Nestmeyer, T., Franchi, A., Bülthoff, H., & Robuffo Giordano, P. (2015). Decentralized Multi-target Exploration and Connectivity Maintenance with a Multi-robot System. In RSS 2015 Workshop: Reviewing the review process (pp. 1-8).


Cite as: https://hdl.handle.net/11858/00-001M-0000-002A-4511-D
Abstract
This paper presents a novel distributed control strategy that enables multi-target exploration while ensuring a time-varying connected topology in both 2D and 3D cluttered environments.
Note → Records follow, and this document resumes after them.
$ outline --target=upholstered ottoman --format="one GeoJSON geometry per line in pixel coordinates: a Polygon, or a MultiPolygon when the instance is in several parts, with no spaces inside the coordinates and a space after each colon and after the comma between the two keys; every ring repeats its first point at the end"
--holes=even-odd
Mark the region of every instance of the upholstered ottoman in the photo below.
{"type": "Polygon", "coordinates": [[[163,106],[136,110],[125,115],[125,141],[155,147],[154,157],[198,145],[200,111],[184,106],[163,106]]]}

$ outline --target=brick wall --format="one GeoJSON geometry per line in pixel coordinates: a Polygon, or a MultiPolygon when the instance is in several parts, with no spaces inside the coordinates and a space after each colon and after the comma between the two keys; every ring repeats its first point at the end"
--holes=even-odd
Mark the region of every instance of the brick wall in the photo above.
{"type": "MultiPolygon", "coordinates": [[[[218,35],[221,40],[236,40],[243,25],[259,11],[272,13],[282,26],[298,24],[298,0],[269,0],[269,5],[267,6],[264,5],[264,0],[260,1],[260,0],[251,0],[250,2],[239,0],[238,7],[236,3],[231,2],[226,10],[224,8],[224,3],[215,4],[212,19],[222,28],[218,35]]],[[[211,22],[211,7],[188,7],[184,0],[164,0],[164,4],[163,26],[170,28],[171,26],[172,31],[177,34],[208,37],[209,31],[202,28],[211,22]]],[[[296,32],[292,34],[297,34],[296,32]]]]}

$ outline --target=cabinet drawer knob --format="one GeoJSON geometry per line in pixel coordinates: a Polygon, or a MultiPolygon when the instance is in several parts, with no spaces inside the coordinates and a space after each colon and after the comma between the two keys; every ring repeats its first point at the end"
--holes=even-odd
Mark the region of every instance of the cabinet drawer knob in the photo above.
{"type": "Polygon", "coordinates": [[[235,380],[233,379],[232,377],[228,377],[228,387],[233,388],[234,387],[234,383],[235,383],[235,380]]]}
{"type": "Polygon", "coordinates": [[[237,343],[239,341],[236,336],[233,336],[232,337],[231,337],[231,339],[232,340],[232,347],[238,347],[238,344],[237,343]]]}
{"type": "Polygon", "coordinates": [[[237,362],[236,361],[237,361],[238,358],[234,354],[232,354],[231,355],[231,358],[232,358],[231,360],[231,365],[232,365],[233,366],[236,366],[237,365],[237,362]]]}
Flexible continuous connectivity is guaranteed by gradient descent on a monotonic potential function applied on the algebraic connectivity (or Fiedler eigenvalue) of a generalized interaction graph. Limited range, line-of-sight visibility, and collision avoidance are taken into account simultaneously by weighting of the graph Laplacian. Completeness of the multi-target visiting algorithm is guaranteed by using a decentralized adaptive leader selection strategy and a suitable scaling of the exploration force based on the direction alignment between exploration and connectivity force and the traveling efficiency of the current leader. Extensive MonteCarlo simulations with a group of several quadrotor UAVs show the practicability, scalability and effectiveness of the proposed method.